O voto do ministro Jhonatan de Jesus, do Tribunal de Contas da União (TCU), à respeito do próximo leilão da Anatel, em que serão vendidas sobras das 700 MHz, trouxe recomendações para a adoção de assimetrias na formação de preços em todos os próximos leilões de radiofrequências sub-1 GHz, como 450 MHz e 850 MHz. Ambas as faixas constam do planejamento regulatório da Agência Nacional de Telecomunicações, embora ainda não se tenham edital pronto para suas vendas.
Também é bom lembrar que as manifestações do TCU aprovadas hoje a partir do voto de Jesus têm natureza recomendatória e se destinam a orientar a Anatel na elaboração de futuros editais, sem qualquer deliberação sobre a conveniência, o momento ou o formato final dos certames dessas faixas.
Assimetria regulatória como diretriz
No voto aprovado, o relator aponta que a adoção de preços mínimos uniformes, baseados exclusivamente em premissas de operação greenfield, pode levar à subavaliação do espectro quando a disputa alcança operadoras de grande porte, detentoras de economias de escala e sinergias operacionais.

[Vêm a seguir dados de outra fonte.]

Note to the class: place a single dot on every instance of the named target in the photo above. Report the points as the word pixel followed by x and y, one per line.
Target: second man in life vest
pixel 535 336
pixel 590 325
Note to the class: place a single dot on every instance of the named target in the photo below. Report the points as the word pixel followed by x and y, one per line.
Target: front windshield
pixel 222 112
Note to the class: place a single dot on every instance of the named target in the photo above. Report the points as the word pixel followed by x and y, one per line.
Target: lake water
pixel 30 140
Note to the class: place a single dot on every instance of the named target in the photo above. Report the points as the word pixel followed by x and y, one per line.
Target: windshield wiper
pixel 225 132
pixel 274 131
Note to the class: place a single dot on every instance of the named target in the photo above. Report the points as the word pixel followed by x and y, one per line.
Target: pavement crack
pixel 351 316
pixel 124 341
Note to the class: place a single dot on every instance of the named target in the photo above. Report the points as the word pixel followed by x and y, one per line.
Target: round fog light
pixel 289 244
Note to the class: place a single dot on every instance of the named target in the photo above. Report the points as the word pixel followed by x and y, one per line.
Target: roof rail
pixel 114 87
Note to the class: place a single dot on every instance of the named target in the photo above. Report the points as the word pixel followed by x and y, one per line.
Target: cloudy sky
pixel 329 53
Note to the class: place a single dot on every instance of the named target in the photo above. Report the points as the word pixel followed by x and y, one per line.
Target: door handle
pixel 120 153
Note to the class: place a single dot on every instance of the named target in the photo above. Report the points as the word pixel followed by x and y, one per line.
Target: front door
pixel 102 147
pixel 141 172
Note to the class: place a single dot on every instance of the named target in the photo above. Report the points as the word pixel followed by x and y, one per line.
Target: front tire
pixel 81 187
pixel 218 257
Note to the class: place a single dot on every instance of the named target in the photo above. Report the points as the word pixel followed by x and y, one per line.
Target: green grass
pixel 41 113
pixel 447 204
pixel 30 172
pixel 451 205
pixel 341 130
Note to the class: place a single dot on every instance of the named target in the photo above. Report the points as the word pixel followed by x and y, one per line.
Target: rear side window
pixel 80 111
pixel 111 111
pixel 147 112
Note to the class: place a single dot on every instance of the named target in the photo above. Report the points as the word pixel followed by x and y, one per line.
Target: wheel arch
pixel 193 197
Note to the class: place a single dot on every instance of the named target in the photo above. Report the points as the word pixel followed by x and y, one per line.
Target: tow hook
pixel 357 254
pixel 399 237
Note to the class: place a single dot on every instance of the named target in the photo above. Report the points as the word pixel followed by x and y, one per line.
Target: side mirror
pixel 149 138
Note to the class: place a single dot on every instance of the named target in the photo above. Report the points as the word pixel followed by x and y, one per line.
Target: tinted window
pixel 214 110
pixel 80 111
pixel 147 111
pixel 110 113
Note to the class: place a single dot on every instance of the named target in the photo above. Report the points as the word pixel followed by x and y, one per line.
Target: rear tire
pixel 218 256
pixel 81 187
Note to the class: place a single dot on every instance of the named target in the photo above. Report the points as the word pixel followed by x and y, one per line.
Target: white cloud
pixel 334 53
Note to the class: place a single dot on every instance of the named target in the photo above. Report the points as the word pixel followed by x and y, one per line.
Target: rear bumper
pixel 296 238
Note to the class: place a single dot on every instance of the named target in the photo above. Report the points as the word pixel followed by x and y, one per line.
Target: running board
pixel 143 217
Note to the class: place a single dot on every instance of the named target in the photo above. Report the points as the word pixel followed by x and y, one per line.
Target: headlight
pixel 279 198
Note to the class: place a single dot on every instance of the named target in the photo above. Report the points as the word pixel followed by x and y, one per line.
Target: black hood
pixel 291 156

Por essa razão, recomendou – no que foi acompanhado por seus pares – que a Anatel considere, em leilões futuros, a diferenciação de preços conforme o perfil do licitante, distinguindo:
- novos entrantes;
- operadores regionais; e
- operadoras incumbentes nacionais, especialmente aquelas com Poder de Mercado Significativo (PMS).
Em suma, a seu ver espectro não tem um preço fixo, mas um preço que deve ser medido conforme o benefício potencial ao comprador. Segundo o voto, essa abordagem por assimetrias não configura tratamento desigual indevido, mas a aplicação do princípio da isonomia material, ao reconhecer condições econômicas distintas entre os agentes.
Formação escalonada de preços
As assimetrias propostas pelo preveem estrutura escalonada de formação de preços como referência para editais futuros, combinando objetivos concorrenciais e adequada valoração do ativo público. O modelo prevê:
- rodadas iniciais exclusivas, com preços mínimos calculados sob lógica greenfield, voltadas à redução de barreiras de entrada para entrantes e operadores regionais;
- rodada aberta subsequente, com reprecificação do espectro para patamares compatíveis com operações brownfield, refletindo as economias de escala das grandes prestadoras.
De acordo com o Tribunal, esse arranjo permitiria preservar o estímulo à competição sem comprometer a captura do valor econômico do espectro quando houver participação das incumbentes. Trocando em miúdos, a seu ver, operadoras já detentoras de espectro devem pagar mais, pois poderiam colher sinergias das quais as entrantes não teriam como se beneficiar.
Extensão às faixas de 450 MHz e 850 MHz
Embora a análise formal tenha se concentrado no leilão de 700 MHz, o voto afirma que faixas sub-1 GHz compartilham características técnicas e econômicas semelhantes, sobretudo no que se refere à propagação do sinal e ao papel na ampliação de cobertura. Por isso, Jesus registra que as recomendações sobre assimetria e precificação devem orientar também a modelagem de editais envolvendo 450 MHz e 850 MHz.
Essas faixas estão previstas no calendário regulatório da Anatel, mas o próprio ambiente setorial registra questionamentos de diferentes agentes quanto à realização e ao desenho desses certames. O setor de utilities, por exemplo, afirma que usa os 450 MHz e não gostaria de perder acesso à faixa. Já as grandes operadoras nacionais utilizam espectro de 850 MHz, do qual também não querem abrir mão. O voto do TCU não entra nesses debates, limitando-se a estabelecer balizas técnicas para a atuação futura do regulador. O acórdão aprovado não impõe determinações vinculantes à Anatel.